If your work combines Jenkins and Docker, CloudShare's Jenkins plugin makes it easy to execute Docker commands on dedicated CloudShare Docker-Machines, instead of running them on the Jenkins host.
There's no need to provision environments or VMs from CloudShare -- It's all done for you.
You'll enjoy these benefits when working with the Jenkins plugin:
Each job runs on its own dedicated VM that does the actual building and running of Docker images. This gives you easy parallelization without using Jenkins slaves.
You can execute Docker-Compose based tests without worrying about conflicting published ports. There won't be any collisions, since different jobs will use different VMs. So, it's fine to include the same port bindings in your test scripts as you use when you test locally on your developer machine,.
Since any Docker-Compose based test runs in isolation on its own VM, you can easily SSH into it and debug a failed test, if needed, without worrying about disturbing/pausing Jenkins itself.
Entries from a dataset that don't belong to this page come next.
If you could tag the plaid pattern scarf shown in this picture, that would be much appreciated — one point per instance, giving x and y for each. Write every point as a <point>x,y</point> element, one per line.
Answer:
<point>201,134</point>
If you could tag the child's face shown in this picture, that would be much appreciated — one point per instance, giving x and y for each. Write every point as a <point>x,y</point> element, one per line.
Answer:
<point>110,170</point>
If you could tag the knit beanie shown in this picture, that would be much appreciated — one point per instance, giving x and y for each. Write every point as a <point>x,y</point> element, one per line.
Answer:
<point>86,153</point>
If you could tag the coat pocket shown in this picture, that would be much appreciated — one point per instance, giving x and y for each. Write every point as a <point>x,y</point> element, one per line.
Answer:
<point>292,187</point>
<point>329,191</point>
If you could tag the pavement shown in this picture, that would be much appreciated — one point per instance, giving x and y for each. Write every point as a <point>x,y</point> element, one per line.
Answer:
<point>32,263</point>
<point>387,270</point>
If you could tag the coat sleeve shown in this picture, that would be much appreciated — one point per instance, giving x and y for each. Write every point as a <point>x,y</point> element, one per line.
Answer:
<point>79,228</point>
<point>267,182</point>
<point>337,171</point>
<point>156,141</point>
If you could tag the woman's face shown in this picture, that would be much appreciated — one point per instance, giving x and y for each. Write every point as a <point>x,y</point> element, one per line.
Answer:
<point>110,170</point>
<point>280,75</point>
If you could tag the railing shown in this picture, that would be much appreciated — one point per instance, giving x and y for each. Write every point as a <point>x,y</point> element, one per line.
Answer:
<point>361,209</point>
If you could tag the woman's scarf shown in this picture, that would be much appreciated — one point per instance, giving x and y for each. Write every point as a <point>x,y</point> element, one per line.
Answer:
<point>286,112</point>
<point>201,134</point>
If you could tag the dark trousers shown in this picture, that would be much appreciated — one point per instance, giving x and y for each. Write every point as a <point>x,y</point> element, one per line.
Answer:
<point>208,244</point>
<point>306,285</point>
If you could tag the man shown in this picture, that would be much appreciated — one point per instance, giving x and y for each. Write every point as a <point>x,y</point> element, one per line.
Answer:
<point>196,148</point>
There is no need to worry about Docker container/image/volume accumulation and cleanup. The VMs are deleted after a configurable expiration period, and your Jenkins host won't get clogged up with obsolete Docker files.
CloudShare Docker-Machines get auto-suspended when the job is idle. We have extended our auto-suspension mechanism to sense when a Docker-Machine is actually being used. Once no containers are running and nothing is transmitted over the Docker port (TCP:2376) for 15 minutes, CloudShare auto-suspends the environment. It will automatically resume when the job runs again.
With the CloudShare plugin enabled, Jenkins uses Docker-Machine to run containers remotely and securely over TCP. So there is no need to mount the Docker daemon's socket as a volume and you won't need to run Jenkins as a privileged container, which is a security concern.